Ricardo Mainieri said...

Que legal, Beto, ter amigos escritores da geração doas anos de chumbo. A gente revive o passado em cada linha. O amigo enfocado podia ser transportado para uma Porto Alegre dos anos setenta, com seu Escort vermelho flamejante e a velha "caça" ao sexo oposto.
Éramos um tanto toscos, para os padrões atuais, mas tentávamos.
Agora nos restam as lembranças.
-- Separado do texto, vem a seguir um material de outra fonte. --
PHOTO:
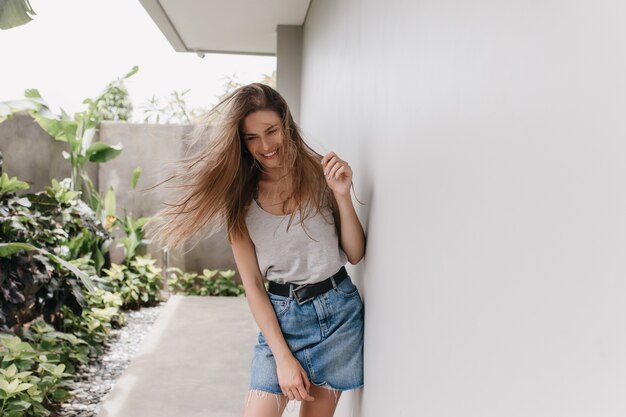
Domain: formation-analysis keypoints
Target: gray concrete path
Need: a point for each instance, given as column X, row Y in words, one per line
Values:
column 194, row 362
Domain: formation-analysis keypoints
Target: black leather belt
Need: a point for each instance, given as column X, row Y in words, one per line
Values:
column 306, row 292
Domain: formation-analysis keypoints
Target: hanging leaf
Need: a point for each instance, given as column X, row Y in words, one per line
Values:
column 101, row 152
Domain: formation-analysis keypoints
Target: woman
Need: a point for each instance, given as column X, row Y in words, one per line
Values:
column 290, row 220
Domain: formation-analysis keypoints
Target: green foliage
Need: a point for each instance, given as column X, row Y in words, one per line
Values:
column 95, row 323
column 78, row 131
column 43, row 360
column 210, row 282
column 42, row 232
column 133, row 241
column 137, row 283
column 31, row 377
column 115, row 103
column 174, row 110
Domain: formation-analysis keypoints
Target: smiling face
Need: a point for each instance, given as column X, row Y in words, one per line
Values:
column 263, row 137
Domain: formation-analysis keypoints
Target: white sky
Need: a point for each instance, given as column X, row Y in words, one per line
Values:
column 73, row 48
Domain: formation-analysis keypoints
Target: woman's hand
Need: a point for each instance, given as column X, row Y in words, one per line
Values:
column 293, row 380
column 338, row 174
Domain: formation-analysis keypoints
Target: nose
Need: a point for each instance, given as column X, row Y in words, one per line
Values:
column 265, row 142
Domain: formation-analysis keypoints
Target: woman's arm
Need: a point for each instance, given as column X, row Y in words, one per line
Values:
column 291, row 376
column 339, row 178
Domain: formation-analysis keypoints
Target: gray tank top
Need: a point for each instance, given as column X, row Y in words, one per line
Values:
column 299, row 256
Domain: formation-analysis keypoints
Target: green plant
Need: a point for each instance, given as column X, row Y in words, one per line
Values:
column 174, row 110
column 115, row 103
column 96, row 321
column 41, row 232
column 138, row 284
column 210, row 282
column 78, row 131
column 28, row 380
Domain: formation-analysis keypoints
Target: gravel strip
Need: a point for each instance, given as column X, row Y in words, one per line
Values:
column 95, row 379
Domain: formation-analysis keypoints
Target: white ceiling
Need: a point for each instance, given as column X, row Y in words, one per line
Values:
column 234, row 26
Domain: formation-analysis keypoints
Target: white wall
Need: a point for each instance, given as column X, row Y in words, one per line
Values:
column 488, row 141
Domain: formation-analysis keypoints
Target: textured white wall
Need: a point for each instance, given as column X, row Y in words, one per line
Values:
column 488, row 141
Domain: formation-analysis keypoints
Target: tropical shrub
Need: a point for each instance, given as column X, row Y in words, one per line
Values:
column 210, row 282
column 138, row 284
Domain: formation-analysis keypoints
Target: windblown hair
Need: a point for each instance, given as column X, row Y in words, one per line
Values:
column 218, row 182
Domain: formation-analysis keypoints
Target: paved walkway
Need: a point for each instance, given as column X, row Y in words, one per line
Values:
column 194, row 362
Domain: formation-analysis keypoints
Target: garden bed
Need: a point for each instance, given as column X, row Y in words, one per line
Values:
column 96, row 379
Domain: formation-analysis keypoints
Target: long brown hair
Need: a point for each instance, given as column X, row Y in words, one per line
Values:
column 218, row 181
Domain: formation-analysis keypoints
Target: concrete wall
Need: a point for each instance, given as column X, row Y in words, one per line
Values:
column 154, row 148
column 289, row 65
column 487, row 140
column 31, row 154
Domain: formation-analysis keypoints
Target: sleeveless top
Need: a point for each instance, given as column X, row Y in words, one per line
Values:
column 298, row 256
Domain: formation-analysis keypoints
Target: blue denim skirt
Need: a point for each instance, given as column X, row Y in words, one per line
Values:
column 324, row 334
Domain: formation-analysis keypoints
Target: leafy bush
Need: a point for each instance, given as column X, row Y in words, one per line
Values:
column 210, row 282
column 29, row 381
column 44, row 230
column 138, row 284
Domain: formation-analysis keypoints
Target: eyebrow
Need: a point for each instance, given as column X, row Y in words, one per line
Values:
column 254, row 134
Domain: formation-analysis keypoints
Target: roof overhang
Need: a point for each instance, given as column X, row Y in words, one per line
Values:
column 233, row 26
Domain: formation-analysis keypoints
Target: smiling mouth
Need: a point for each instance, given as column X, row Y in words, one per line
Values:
column 270, row 155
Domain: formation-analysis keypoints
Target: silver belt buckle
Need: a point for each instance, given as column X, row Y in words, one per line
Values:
column 297, row 297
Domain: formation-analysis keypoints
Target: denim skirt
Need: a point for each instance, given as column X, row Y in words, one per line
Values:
column 324, row 334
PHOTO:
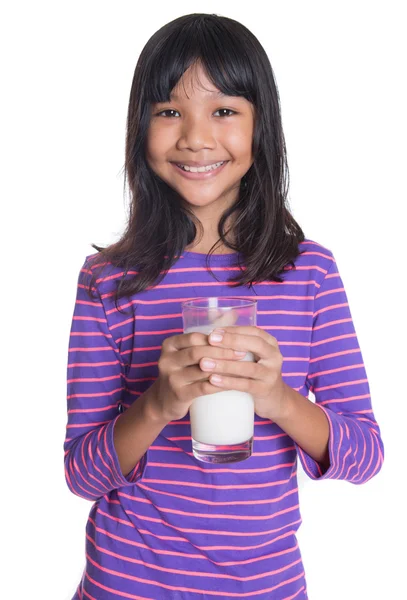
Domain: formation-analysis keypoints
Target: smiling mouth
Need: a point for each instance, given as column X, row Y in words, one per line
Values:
column 205, row 169
column 206, row 172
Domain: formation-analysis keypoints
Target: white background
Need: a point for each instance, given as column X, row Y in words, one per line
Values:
column 66, row 77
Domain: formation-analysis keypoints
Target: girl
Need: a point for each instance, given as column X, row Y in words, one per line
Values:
column 206, row 164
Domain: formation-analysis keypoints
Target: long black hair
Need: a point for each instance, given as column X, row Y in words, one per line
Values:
column 159, row 225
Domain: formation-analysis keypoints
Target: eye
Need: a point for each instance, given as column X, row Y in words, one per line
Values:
column 167, row 110
column 172, row 110
column 227, row 110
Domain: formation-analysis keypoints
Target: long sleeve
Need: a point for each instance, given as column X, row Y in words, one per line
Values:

Que dão boas estórias como essa.

Happy birthday.

Primeira Pessoa said...

Não tô conseguindo responder vocês. Mudou o trem todo por aqui. Putz... tão feliz por terem passado por aqui,
Tão feliz!

Samuel Cevidanes said...

Muito bom o texto e as lembranças que ele nos trás. Parabéns meu amigo.

flor de lótus said...

Excelente texto que nos permite visualizar a inexorável passagem do tempo, quando nos confrontamos com a realidade que nos espera com a sua passagem.

Ivy Menon said...

Delícia de ler!

Samuel Oliveira SJDR said...

Parabéns pela crônica. Alguns de nós estão pulando de fase no jogo da vida e passando direto para o 'vovô Sukita', mas tudo bem, desde que seja com saúde! Voltando a criativa crônica, com certeza não poderia deixar a encantadora moçoila sem uma resposta temperada com a experiência e a ironia da senilidade : "Por isso mesmo as orquídeas são flores tão raras"... Parabéns
e um abraço conterrâneo daqui de São João del Rei.